The barman grinned. "You know, I always wondered about Batman and Robin."

"Did you?"

"Yeah. Thanks for clearing that up."

"You," said a voice behind Sammy. He felt a hand on his shoulder and turned to find himself looking into the face of George Debevoise Deasey. The ginger mustache had faded and dulled to the color of a turned slice of apple, and the eyes behind the thick lenses were rheumy and branched with pink veins. But Sammy could see that they were animated by the same old glint of mischief and indignation.

Sammy pushed back from his stool and half-fell, half-lowered himself to the floor. He was not quite as sober as he might have been.

"George! What are you-were you there? Did you see it?"

Deasey seemed not to hear Sammy. His gaze was leveled at the bartender.

"Do you know why they have to fuck each other?" Deasey asked the man. He had developed a slight tremor of his head, it seemed to Sammy, which gave him a more querulous air than ever.

"What's that?" the bartender said.

"I said, Do you know why Batman and Robin have to fuck each other?" He took out his wallet and pulled out a ten-dollar bill, nonchalant, building up to the punch.

The bartender shook his head, half-smiling, waiting for something good. "Now, why is that?" he said.

"Because they can't go fuck themselves." Deasey tossed the bill onto the bar. "The way you can. Now why don't you make yourself useful and bring me a rye and water, and another of what he's having?"

"Say," the bartender said, "I don't have to take that kind of talk."

"Then don't," said Deasey, abruptly losing interest in the discussion. He climbed up onto the stool beside Sammy's and patted the seat that Sammy had vacated. The bartender languished for a few seconds in the cold of the sudden conversational void that Deasey had left him to, then moved over and took two clean glasses from the back bar.

"Sit down, Mr. Clay," Deasey said.

Sammy sat, a little in awe of George Deasey, as ever.

"Yes, I was there, to answer your question," Deasey said. "I happened to be in town for a few weeks. I saw you were on the bill."

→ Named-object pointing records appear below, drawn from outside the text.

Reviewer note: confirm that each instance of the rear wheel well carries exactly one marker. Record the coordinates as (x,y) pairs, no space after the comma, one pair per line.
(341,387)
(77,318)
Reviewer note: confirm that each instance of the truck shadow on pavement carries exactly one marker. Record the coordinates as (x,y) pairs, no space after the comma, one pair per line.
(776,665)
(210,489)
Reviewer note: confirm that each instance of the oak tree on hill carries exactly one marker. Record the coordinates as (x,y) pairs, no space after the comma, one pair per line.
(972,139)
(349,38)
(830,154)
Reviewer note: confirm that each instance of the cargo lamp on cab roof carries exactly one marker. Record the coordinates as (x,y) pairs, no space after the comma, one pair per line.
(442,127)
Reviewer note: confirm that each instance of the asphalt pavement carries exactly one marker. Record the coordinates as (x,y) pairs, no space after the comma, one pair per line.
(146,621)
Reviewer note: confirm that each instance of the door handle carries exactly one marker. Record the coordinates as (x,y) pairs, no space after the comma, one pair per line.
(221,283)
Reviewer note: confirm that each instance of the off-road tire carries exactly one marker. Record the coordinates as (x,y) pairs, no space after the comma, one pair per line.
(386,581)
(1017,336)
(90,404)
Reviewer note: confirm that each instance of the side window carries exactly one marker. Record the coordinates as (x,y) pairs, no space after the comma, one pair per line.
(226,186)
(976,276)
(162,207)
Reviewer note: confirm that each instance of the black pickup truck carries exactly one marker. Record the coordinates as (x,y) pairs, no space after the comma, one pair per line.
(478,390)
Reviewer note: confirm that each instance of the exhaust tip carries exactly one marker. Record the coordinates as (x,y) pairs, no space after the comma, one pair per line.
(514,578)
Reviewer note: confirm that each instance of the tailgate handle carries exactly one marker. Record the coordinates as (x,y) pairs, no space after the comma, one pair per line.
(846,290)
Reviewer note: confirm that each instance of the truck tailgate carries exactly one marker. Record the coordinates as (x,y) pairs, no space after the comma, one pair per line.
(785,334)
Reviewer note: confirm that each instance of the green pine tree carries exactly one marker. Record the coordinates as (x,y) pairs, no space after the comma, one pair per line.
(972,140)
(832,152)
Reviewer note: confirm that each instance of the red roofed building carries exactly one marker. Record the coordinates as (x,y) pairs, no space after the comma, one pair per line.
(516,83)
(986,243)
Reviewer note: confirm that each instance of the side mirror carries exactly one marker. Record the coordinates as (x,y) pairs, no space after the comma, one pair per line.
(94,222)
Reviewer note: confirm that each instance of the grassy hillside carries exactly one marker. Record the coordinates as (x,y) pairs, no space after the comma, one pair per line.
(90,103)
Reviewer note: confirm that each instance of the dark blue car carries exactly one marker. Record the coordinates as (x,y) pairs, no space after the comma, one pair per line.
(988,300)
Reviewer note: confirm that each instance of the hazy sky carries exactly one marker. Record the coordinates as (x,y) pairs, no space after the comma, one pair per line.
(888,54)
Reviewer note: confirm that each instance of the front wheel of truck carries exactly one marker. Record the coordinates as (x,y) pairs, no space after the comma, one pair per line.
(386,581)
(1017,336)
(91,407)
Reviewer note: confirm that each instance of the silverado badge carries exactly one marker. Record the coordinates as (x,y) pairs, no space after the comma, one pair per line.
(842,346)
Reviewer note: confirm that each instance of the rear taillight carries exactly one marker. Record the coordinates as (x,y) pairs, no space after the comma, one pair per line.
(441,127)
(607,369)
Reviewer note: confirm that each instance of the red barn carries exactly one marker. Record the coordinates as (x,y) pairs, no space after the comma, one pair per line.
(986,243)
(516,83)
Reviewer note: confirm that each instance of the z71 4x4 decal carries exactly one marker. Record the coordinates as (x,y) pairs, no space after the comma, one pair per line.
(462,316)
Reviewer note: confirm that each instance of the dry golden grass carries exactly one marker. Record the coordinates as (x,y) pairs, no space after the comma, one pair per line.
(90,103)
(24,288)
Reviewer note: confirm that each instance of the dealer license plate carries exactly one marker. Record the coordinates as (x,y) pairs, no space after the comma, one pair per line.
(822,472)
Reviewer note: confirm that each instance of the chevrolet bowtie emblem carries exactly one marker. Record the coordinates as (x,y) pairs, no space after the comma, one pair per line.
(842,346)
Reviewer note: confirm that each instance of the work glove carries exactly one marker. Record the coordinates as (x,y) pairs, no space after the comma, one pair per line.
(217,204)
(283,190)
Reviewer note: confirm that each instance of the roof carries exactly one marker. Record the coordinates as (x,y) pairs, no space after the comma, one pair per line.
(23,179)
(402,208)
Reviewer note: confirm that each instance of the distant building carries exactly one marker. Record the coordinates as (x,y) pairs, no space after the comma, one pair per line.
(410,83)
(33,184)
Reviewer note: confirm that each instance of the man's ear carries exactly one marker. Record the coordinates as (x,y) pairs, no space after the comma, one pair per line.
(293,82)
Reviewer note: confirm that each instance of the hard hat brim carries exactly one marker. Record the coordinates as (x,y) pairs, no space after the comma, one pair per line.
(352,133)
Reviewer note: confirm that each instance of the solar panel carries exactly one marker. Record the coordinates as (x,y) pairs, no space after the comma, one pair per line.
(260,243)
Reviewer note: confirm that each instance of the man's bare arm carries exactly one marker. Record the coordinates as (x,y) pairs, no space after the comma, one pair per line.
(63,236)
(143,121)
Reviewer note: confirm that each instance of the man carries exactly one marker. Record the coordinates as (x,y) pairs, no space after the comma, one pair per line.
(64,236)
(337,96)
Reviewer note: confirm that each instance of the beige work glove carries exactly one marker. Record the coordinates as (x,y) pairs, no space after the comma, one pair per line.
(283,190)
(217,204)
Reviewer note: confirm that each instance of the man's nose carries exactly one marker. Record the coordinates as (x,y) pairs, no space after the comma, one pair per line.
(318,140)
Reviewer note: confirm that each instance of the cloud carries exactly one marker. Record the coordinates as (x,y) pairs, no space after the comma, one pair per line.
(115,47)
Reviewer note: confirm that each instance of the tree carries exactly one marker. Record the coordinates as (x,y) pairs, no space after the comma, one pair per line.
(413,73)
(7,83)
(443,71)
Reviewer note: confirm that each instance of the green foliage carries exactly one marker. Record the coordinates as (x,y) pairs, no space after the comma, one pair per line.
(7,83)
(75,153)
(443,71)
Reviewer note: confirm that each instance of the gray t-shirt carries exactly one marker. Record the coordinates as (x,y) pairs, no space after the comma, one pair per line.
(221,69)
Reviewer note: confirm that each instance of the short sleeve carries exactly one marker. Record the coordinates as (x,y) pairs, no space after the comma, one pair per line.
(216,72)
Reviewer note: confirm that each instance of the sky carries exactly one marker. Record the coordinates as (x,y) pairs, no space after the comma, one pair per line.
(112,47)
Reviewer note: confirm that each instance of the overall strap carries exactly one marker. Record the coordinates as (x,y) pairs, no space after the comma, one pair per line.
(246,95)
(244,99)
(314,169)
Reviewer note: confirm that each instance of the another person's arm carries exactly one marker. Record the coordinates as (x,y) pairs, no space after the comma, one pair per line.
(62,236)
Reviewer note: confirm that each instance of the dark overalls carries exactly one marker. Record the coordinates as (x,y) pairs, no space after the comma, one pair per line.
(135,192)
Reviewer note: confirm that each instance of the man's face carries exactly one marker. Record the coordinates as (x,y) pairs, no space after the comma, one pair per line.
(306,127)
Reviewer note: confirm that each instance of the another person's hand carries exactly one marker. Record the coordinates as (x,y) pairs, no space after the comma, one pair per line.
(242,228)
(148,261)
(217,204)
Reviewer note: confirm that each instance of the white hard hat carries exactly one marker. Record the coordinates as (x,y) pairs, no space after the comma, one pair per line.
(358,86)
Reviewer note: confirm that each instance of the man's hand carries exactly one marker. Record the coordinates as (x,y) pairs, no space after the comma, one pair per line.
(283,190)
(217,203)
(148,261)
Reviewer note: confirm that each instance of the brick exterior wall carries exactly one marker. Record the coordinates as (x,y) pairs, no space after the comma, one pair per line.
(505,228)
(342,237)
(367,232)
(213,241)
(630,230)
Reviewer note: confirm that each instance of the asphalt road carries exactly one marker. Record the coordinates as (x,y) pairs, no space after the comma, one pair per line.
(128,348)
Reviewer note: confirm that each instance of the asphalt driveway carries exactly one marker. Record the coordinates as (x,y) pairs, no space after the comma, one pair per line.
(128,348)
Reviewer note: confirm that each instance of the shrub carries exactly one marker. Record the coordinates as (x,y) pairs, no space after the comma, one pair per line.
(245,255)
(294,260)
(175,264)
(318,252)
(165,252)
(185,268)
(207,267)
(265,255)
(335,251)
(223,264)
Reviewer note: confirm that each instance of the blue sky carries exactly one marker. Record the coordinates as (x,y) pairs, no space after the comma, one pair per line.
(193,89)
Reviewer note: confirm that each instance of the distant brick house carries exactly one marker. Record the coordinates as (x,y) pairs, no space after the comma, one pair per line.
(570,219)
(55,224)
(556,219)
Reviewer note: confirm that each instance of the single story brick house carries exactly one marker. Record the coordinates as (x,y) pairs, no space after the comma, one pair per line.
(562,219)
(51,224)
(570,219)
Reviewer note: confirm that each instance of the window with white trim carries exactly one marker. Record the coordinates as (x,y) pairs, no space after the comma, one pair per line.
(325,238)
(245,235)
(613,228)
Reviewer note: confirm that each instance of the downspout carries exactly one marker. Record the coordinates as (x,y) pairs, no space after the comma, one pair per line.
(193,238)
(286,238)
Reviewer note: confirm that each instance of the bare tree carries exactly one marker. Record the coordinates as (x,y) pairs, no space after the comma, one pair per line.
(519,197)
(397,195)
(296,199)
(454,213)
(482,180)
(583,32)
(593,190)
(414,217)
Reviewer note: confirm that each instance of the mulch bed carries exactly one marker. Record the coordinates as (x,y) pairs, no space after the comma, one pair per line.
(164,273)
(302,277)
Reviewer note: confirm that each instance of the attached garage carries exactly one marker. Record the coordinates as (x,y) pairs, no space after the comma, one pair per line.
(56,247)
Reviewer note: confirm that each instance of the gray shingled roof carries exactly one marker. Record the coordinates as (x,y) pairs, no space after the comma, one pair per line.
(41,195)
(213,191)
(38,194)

George Deasey had left the comics business during the war, never to return. An old school chum had recruited him into some kind of intelligence work, and Deasey had moved to Washington, remaining there after the war was over, doing things with men like Bill Donovan and the Dulles brothers, which, the few times that Sammy had run into him, he neither refused nor agreed to discuss. He was still dressed quaintly, in one of his trademark Woodrow Wilson suits, gray flannel with a parson collar and a clocked bow tie. For a few minutes, as they waited for the barman to bring them their drinks-he took his sweet time-and then sipped at them, Deasey said nothing. Finally, "It's a sinking ship," he said. "You ought to be grateful that they just threw you overboard."

"Only I can't swim," Sammy said.

"Ah, well," Deasey said lightly. He finished his drink and signaled to the bartender for another. "Tell me, has my old friend Mr. Kavalier truly returned? Can the fantastic tale I heard possibly be accurate?"

"Well, he wasn't really going to jump," Sammy said. "If that's what you heard. And he didn't write the letter. It was all-my son-it's a long story. But he's living in my house now," Sammy said. "Actually, I think that he and my wife-"

Deasey held up a hand. "Please," he said, "I've heard enough unsavory details about your private life today, Mr. Clay."